Khal, S. K.; Linhart, N. A.; Jain, S.; Rosario Acevedo, G.; Boyce, M.

Glycosylation depends on tightly regulated pools of nucleotide-sugars (NS), yet the mechanisms controlling mammalian NS homeostasis and their downstream effects on glycoprotein biosynthesis remain poorly understood. UDP-galactose 4'-epimerase (GALE) catalyzes the reversible interconversion of UDP-galactose/UDP-glucose and UDP-N-acetylgalactosamine/UDP-N-acetylglucosamine, making it a central regulator of glycan precursor pools and an excellent model enzyme for studying NS metabolism. Here, we report the discovery of a cell-active small molecule inhibitor of human GALE through a high-throughput chemical screening strategy. Using a coupled luminescence-based assay, we identified the FDA-approved drug disulfiram as a GALE inhibitor. Biochemical analyses demonstrated that disulfiram directly inhibits GALE through covalent modification of cysteine residues, including C153, likely via its reactive metabolite diethyldithiocarbamate.

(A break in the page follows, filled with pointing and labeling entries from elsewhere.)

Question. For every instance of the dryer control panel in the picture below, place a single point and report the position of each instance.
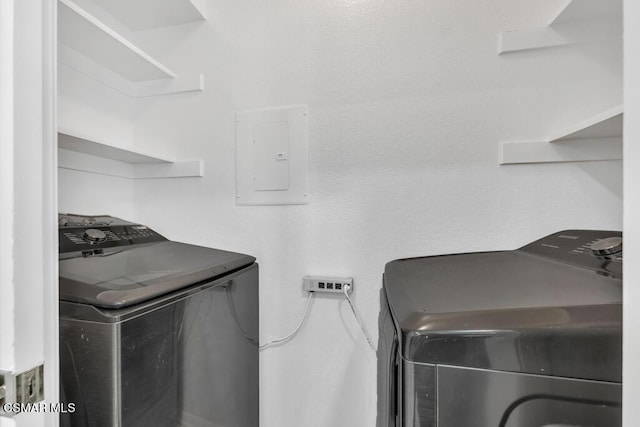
(90, 235)
(596, 250)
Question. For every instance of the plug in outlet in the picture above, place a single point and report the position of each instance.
(327, 284)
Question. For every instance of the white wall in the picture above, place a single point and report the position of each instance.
(408, 104)
(631, 340)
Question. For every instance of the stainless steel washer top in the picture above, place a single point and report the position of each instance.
(519, 324)
(111, 263)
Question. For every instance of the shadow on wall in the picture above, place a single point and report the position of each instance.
(601, 174)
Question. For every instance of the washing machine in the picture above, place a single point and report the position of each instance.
(521, 338)
(154, 332)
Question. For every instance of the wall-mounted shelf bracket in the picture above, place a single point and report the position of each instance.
(84, 153)
(91, 47)
(576, 22)
(596, 138)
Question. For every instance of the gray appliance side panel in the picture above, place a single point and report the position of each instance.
(419, 396)
(387, 354)
(476, 397)
(191, 362)
(89, 372)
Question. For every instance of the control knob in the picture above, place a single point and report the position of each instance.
(94, 235)
(608, 246)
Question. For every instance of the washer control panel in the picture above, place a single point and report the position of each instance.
(598, 250)
(92, 237)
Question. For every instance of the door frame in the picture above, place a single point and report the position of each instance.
(28, 198)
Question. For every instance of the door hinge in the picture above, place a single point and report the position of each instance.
(18, 389)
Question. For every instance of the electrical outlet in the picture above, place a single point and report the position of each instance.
(327, 284)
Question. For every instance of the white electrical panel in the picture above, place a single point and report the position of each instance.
(271, 156)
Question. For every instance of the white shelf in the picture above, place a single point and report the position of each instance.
(576, 22)
(88, 154)
(597, 138)
(147, 14)
(91, 47)
(587, 10)
(607, 124)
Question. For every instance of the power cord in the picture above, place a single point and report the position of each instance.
(295, 331)
(345, 291)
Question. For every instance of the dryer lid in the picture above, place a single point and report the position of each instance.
(120, 278)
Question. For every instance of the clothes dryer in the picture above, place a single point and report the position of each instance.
(154, 332)
(524, 338)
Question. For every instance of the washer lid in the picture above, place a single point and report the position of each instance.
(527, 310)
(139, 273)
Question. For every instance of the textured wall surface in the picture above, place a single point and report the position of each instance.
(408, 104)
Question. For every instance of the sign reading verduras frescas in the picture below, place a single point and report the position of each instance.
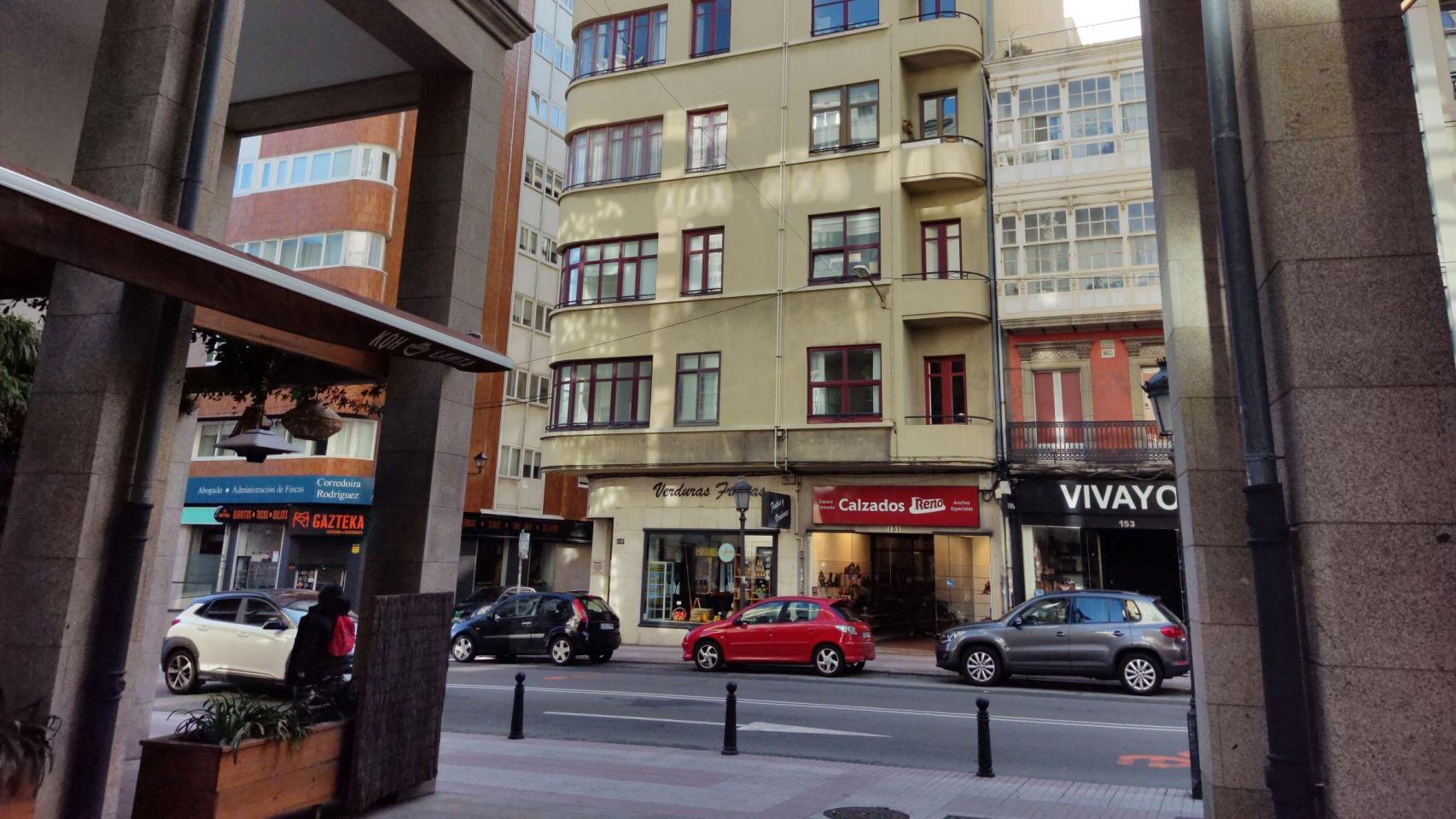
(899, 505)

In cultured human cells, disulfiram treatment phenocopied genetic GALE deletion, reducing terminally sialylated glycans, mucin-type O-glycans, and properly glycosylated mucin-domain glycoproteins. These effects were rescued by galactose supplementation, consistent with a mechanism of on-target GALE inhibition. Similar phenotypes were observed in human lung adenocarcinoma cells, supporting a broader role for GALE in regulating glycosylation and mucin biosynthesis across tissue types. Together, these studies establish a platform for the discovery of pharmacological GALE inhibitors as new research tools, identify disulfiram as a cell-active chemical probe for studying NS regulation, and suggest that targeting GALE might modulate mucin hypersecretion in muco-obstructive diseases and mucinous cancers.